The New York Times' once esteemed credibility now ranks on par with that tattletale rag the National Enquirer. The Times' pages have been stained with anonymous sourced articles, alleged leaked memos and scurrilous dossiers. Today the news that fits in the Times is unfit for belief.
The Times, once known as the Gray Lady for its conservative design and typography, is little more than a Lady of the Evening, hawking her faded charms to a dwindling, aging group of readers. Ever since the paper embarked on its Russian Collusion Crusade, journalism has been exiled.
In case you don't read the Times, you are not alone The newspaper's average paid daily circulation has nosedived from its zenith of 1.92 million in 2013 to 590,000 at the end of last year. It's decline allowed a Mexican billionaire to swoop in and claim one of America's oldest newspapers.
Carlos Slim, one of the world's richest men with a fortune estimated at $62 billion, exercised warrants he acquired in 2009 to become a 16.8 percent majority share owner in 2015. Despite denials by The Times' publisher, Slim's well-known disdain for President Trump now steers the editorial direction.
Over the years, Slim has funneled multi-million dollar donations to the Clinton Foundation both as an individual and through charitable entities he controls. His Telmex Foundation has paid hundreds of thousands of dollars to Hillary Clinton for speeches to the organization.
Like Ms. Clinton, Slim favors an open border with Mexico, abhors the idea of a wall between his country and the United States, and loathes deportation of illegal immigrants. His opinions are not altruistic, but are tied to his business interests in Mexico.
The billionaire, once referred to as a 'robber baron' on the pages of The New York Times, owns some 200 companies, including banks, telecommunications firms, retail establishments, airlines, railways, hotels, printing and tobacco companies. Most interests are under the holding company Grupo Carso.
Illegal and legal Mexican immigrants in the U.S. wire billions home through banks with ties to Slim. Phone calls from this same group generate a steady stream of income for Slim's land line and mobile telecommunications businesses. More Mexicans in the U.S. equals more profit for Slim.
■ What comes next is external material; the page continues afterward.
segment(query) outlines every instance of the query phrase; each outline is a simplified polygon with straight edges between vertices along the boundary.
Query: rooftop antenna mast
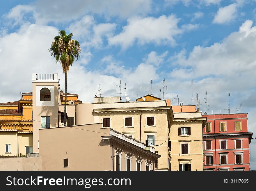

Even before Mr. Trump was elected president, Slim's newspaper assigned a team of investigative reporters to plumb for muck on the candidate. After the inauguration, the Times launched a witch hunt for rumors of collusion between the Russians and the Trump campaign.
A glut of articles with spurious sources began dotting the paper. Several, including one that featured sordid details of a fake dossier on Mr. Trump, have proven false. But that hasn't stopped the paper from using undisclosed sources to daily smear the Trump Administration.
In February, the Times breathlessly reported that the Russian intelligence apparatus had contacts with the Trump campaign and associates. The article became the launchpad for a series of wordy tomes on how team Trump conspired to steal the election from Hillary Clinton.
However, in June former FBI director James Comey in an appearance before the Senate Intelligence Committee debunked the story under oath. Comey called The New York Times reporting on the Trump conspiracy "not true." He should have called it a damnable lie.
The latest Times hit-piece about Donald Trump Jr. is long on innuendo and short on evidence of wrongdoing. Unsubstantiated fabrications have replaced unbiased reporting. Apparently, the Times sold its journalistic principles along with the 166-year-old newspaper's assets to Slim.
Slim knows the Times' anti-Trump campaign plays well politically in his home country of Mexico. A sealed border is anathema to the country's political establishment. By leading the effort to sabotage the Trump Administration, Slim wants to enhance his political influence in Mexico.
His image could use some burnishing. Leaders from Mexico's three political parties have all agreed to confront Slim over his dominance in telecommunications and other industries. Don't take our word. It was reported in the Times in 2016. But then the newsroom got new marching orders.
Now The New York Times has only praise for Carlos Slim. Money talks even as the Times remains silent about the majority owner's political vendetta.